I am having difficulty finding out what analysis suits my question best. My data can be found at: https://docs.google.com/spreadsheets/d/1roKj3DBEI05d6aatqA5Ge0mSIzPeBVTTXgDjaqCJ2fQ/edit?usp=sharing
It looks like this:
# A tibble: 132 x 65
category channel PPN1 PPN2 PPN3 PPN4 PPN5 PPN6 PPN7 PPN8 PPN9 PPN10 PPN11 PPN12
<dbl> <dbl> <dbl> <dbl> <dbl> <dbl> <dbl> <dbl> <dbl> <dbl> <dbl> <dbl> <dbl> <dbl>
1 0 1 -20.4 49.2 -38.0 51.9 -25.5 2.85 21.1 113. -151. -180. 417. -12.0
2 1 1 -21.7 16.7 -2.34 -7.73 22.9 -41.1 33.6 -195. -101. -72.5 146. -70.4
3 2 1 24.8 24.1 -41.7 -29.2 40.1 -20.4 8.00 -288. -94.8 44.3 8.41 -47.0
4 0 2 -1.40 -36.0 19.7 52.3 30.9 18.5 -29.1 544. 101. 273. 101. 2.69
5 1 2 13.9 -48.0 -19.9 -34.5 -19.1 28.6 -32.0 -251. 167. 59.9 83.1 51.3
6 2 2 -44.9 -26.7 39.5 10.8 -38.1 10.5 -46.9 -79.0 119. -15.0 116. 3.01
7 0 5 -10.9 7.96 31.2 -83.9 -30.4 41.6 -35.0 616. -199. 175. 11.7 22.1
8 1 5 -36.0 1.32 31.3 -69.5 -10.7 -65.9 37.4 -252. 0.687 -32.7 141. -39.2
9 2 5 -33.9 -21.8 8.97 -45.5 12.5 -3.43 17.2 -206. -60.8 -36.2 102. -38.5
10 0 6 86.1 -6.47 -114. 158. 61.0 100. -74.2 14.4 -7.63 -15.1 -70.2 -39.8
# … with 122 more rows, and 51 more variables: PPN13 <dbl>, PPN14 <dbl>, PPN15 <dbl>, PPN16 <dbl>,
# PPN17 <dbl>, PPN18 <dbl>, PPN19 <dbl>, PPN20 <dbl>, PPN21 <dbl>, PPN22 <dbl>, PPN23 <dbl>, PPN24 <dbl>,
# PPN25 <dbl>, PPN26 <dbl>, PPN27 <dbl>, PPN28 <dbl>, PPN29 <dbl>, PPN30 <dbl>, PPN31 <dbl>, PPN32 <dbl>,
# PPN33 <dbl>, PPN34 <dbl>, PPN35 <dbl>, PPN36 <dbl>, PPN37 <dbl>, PPN38 <dbl>, PPN39 <dbl>, PPN40 <dbl>,
# PPN41 <dbl>, PPN42 <dbl>, PPN43 <dbl>, PPN44 <dbl>, PPN45 <dbl>, PPN46 <dbl>, PPN47 <dbl>, PPN48 <dbl>,
# PPN49 <dbl>, PPN50 <dbl>, PPN51 <dbl>, PPN52 <dbl>, PPN53 <dbl>, PPN54 <dbl>, PPN55 <dbl>, PPN56 <dbl>,
# PPN57 <dbl>, PPN58 <dbl>, PPN59 <dbl>, PPN60 <dbl>, PPN61 <dbl>, PPN62 <dbl>, PPN63 <dbl
I want to predict category based on the values under all subjects (PPN1,PPN2..). I also want to know what Channels are best at predicting this.
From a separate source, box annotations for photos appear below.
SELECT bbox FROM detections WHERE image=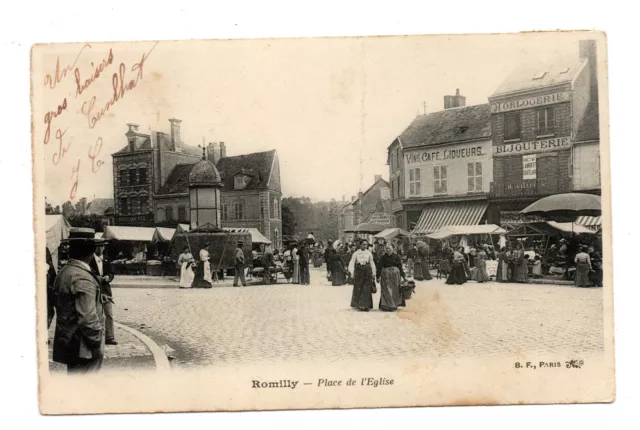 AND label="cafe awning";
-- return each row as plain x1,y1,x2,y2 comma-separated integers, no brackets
427,224,507,239
104,225,156,242
412,201,488,235
222,227,271,245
What analysis (in R) would you recommend?
I have looked into Repeated Measures ANOVA, mixed effect modelling (category as fixed and subject ID as random effect) and Linear Discriminant Analysis but none have satisfied my needs (yet).
This is my first statistical analysis so it might be a simple question. Thanks for your time!